Aos amigos, a versão final do artigo inspirado no reatamento
das relações diplomáticas entre Cuba e os EUA.
Depois de exibir a substanciosa entrevista concedida
pelo escritor cubano Leonardo Paduro ao Alberto Dines, nosso decano na longa
carreira jornalística, o também sempre denso OBSERVATÓRIO DA IMPRENSA, da
TV Brasil, teve a felicidade, na semana passada, de poder se aprofundar no
assunto graças ao reatamento oficial das relações diplomáticas entre Cuba e os
Estados Unidos, um dos temas do momento no noticiário internacional.
Tais relações
haviam sido rompidas há 54 anos, em 1961, pelos EUA, depois que a Revolução
Cubana, vitoriosa em 1º de janeiro de 1959, com a queda e fuga do ditador
Fulgencio Batista, adotou uma série de medidas populares consideradas
inaceitáveis por Washington, a começar pela reforma agrária, com um confisco de
terras que incluiu, no que se referia ao cultivo da cana-de-açúcar, os 40% de
plantações sob propriedade norte-americana, além da nacionalização das
refinarias de açúcar e de petróleo.
E Cuba não cedeu na
firmeza, na coerência e na intransigência tão indispensáveis na conquista da
liberdade: não quis voltar aos tempos em que os EUA, que controlavam o mercado
açucareiro, não hesitavam, quando julgavam ameaçado qualquer dos seus
interesses, em intervir, militarmente, na Ilha.

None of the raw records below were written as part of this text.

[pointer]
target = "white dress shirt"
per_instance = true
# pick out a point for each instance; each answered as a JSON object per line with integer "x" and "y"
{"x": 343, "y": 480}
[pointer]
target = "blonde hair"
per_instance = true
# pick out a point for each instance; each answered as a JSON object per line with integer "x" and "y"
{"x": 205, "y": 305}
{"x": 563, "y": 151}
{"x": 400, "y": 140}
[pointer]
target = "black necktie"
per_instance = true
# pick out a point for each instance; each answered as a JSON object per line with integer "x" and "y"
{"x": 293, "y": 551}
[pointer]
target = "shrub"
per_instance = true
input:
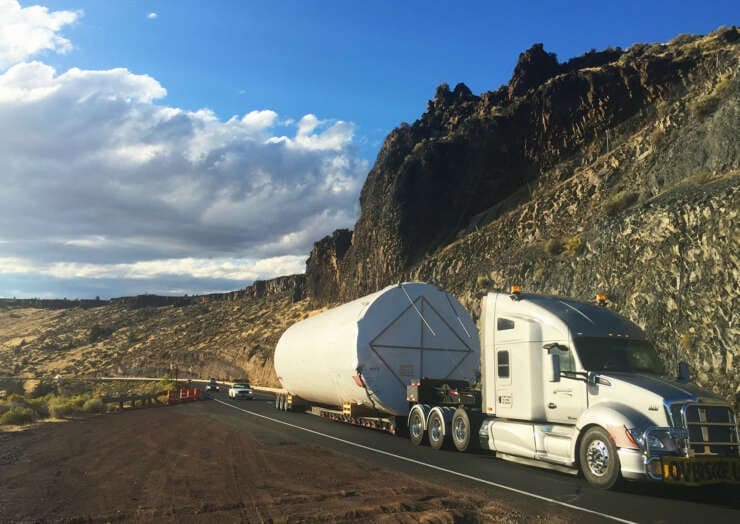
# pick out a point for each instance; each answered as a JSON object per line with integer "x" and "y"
{"x": 43, "y": 388}
{"x": 98, "y": 332}
{"x": 554, "y": 246}
{"x": 94, "y": 405}
{"x": 620, "y": 202}
{"x": 60, "y": 408}
{"x": 40, "y": 406}
{"x": 17, "y": 415}
{"x": 482, "y": 282}
{"x": 574, "y": 245}
{"x": 683, "y": 38}
{"x": 704, "y": 105}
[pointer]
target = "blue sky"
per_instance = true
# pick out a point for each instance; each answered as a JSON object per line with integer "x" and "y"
{"x": 188, "y": 147}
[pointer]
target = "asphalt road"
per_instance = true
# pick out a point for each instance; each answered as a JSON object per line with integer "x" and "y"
{"x": 635, "y": 502}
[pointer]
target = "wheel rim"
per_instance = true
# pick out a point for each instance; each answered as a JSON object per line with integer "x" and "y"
{"x": 460, "y": 429}
{"x": 597, "y": 458}
{"x": 435, "y": 429}
{"x": 415, "y": 425}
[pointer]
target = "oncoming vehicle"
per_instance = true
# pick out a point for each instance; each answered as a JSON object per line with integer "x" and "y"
{"x": 241, "y": 390}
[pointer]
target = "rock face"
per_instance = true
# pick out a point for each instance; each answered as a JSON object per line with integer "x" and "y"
{"x": 615, "y": 171}
{"x": 322, "y": 266}
{"x": 470, "y": 155}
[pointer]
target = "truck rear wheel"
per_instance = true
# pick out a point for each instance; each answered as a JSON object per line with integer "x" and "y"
{"x": 417, "y": 434}
{"x": 436, "y": 430}
{"x": 599, "y": 460}
{"x": 463, "y": 432}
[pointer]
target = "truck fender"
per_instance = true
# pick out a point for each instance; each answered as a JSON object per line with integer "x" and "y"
{"x": 614, "y": 417}
{"x": 446, "y": 413}
{"x": 424, "y": 410}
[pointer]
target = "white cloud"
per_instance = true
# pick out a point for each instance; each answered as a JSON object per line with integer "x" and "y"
{"x": 101, "y": 181}
{"x": 26, "y": 31}
{"x": 201, "y": 268}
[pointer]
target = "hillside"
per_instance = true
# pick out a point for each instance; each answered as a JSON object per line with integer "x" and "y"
{"x": 230, "y": 335}
{"x": 616, "y": 171}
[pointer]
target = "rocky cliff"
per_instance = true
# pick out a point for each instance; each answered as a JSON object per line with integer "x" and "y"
{"x": 616, "y": 171}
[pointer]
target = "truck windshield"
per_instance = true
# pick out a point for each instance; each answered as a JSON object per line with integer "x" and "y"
{"x": 609, "y": 354}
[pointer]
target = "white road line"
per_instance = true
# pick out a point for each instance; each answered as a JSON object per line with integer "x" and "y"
{"x": 432, "y": 466}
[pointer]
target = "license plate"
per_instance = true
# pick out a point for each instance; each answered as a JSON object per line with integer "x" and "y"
{"x": 698, "y": 471}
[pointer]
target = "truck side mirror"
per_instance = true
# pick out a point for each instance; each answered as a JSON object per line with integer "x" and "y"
{"x": 683, "y": 371}
{"x": 554, "y": 367}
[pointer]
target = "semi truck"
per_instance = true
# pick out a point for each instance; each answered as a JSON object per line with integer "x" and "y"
{"x": 549, "y": 382}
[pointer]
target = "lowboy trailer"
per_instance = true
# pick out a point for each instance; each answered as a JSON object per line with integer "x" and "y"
{"x": 550, "y": 382}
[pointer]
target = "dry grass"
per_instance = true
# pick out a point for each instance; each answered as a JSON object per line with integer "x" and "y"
{"x": 221, "y": 338}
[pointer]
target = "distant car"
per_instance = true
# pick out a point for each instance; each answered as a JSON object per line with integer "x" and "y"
{"x": 241, "y": 390}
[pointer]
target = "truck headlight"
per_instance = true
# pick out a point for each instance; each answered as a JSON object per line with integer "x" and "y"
{"x": 653, "y": 441}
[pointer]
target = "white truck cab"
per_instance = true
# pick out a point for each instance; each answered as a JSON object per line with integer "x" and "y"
{"x": 574, "y": 386}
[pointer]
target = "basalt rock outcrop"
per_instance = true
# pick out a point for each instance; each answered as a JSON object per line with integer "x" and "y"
{"x": 470, "y": 155}
{"x": 322, "y": 266}
{"x": 615, "y": 171}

Foi assim, à base de uma
persistência obstinada, que a Revolução Cubana se consolidou e se impôs, a
ponto de influenciar a vida política do nosso continente. Não há mais dúvida,
por exemplo, de que contribuiu, diretamente, para o golpe civil-militar no
Brasil, bem como para a série de quarteladas que teria sequência no
chamado Cone Sul, ante o pânico que se assenhoreou dos formuladores da política
externa norte-americana só em pensar numa 'segunda Cuba' num país com os recursos
naturais e populacionais de um Brasil.
O
rompimento das relações pelos EUA foi precedido, ainda, pelo fracasso do
embargo comercial decretado em outubro de 1960 e até por uma invasão da Ilha
por exilados cubanos, financiados pela potencia imperial, na baía dos Porcos,
em 1961, tentativas que só fizeram apressar a orientação socialista do novo
regime de Havana.. E o socialismo que acabou resistindo e sobrevivendo até ao
desmantelamento da poderosa União Soviética, e convencendo o presidente Obama
da inutilidade de toda a pressão de mais de meio século sobre Cuba, é este que
acabou de adentrar, com muito mojito para regar os papos, o
casarão da Rua 16, em Washington.
É
o socialismo possível, isoladamente, num país pequeno e pobre, mas
decidido a assegurar ao seu povo, desde então, o que se pode chamar de básico e
fundamental, a própria essência da igualdade democrática de oportunidades: a
saúde e a educação. Fora daí, tal princípio democrático só costuma dar as
caras, muito raramente, às custas de acasos ou dos assim chamados milagres,
área não abrangida pelos estudos do capital, de Karl Marx a Thomas Piketty.
As prioridades norte-americanas, como sabemos, são outras, tanto que, antes de
Obama chegar à presidência, a maioria da população nos EUA sequer podia contar
com a garantia de um plano de saúde. Assim, o reatamento de modo algum vai
eliminar as divergências e críticas que os dois governos e sociedades
continuarão a fazer aos respectivos modelos. Aliás, o reatamento sequer
equivale. neste caso, a uma normalização, pois o fim do ominoso embargo
norte-americano é medida que transcende os poderes do presidente Obama.
O reatamento é muito importante, enfim, mas apenas e sempre um
primeiro passo, o avanço possível agora, de que tivemos a oportunidade de falar
no programa do Dines (a propósito, onde mais poderíamos fazê-lo na nossa
supostamente "democrática" mídia ?). O que não deve ser, no entanto,
motivo de tristeza ou decepção, pois foi com um primeiro passo que se iniciaram
movimentos como, por exemplo, a Longa Marcha (1934-1935), liderada por Mao
Zedong, e a ascensão da China à grande potência mundial que já desbancou os EUA
da posição de principal parceiro comercial do Brasil.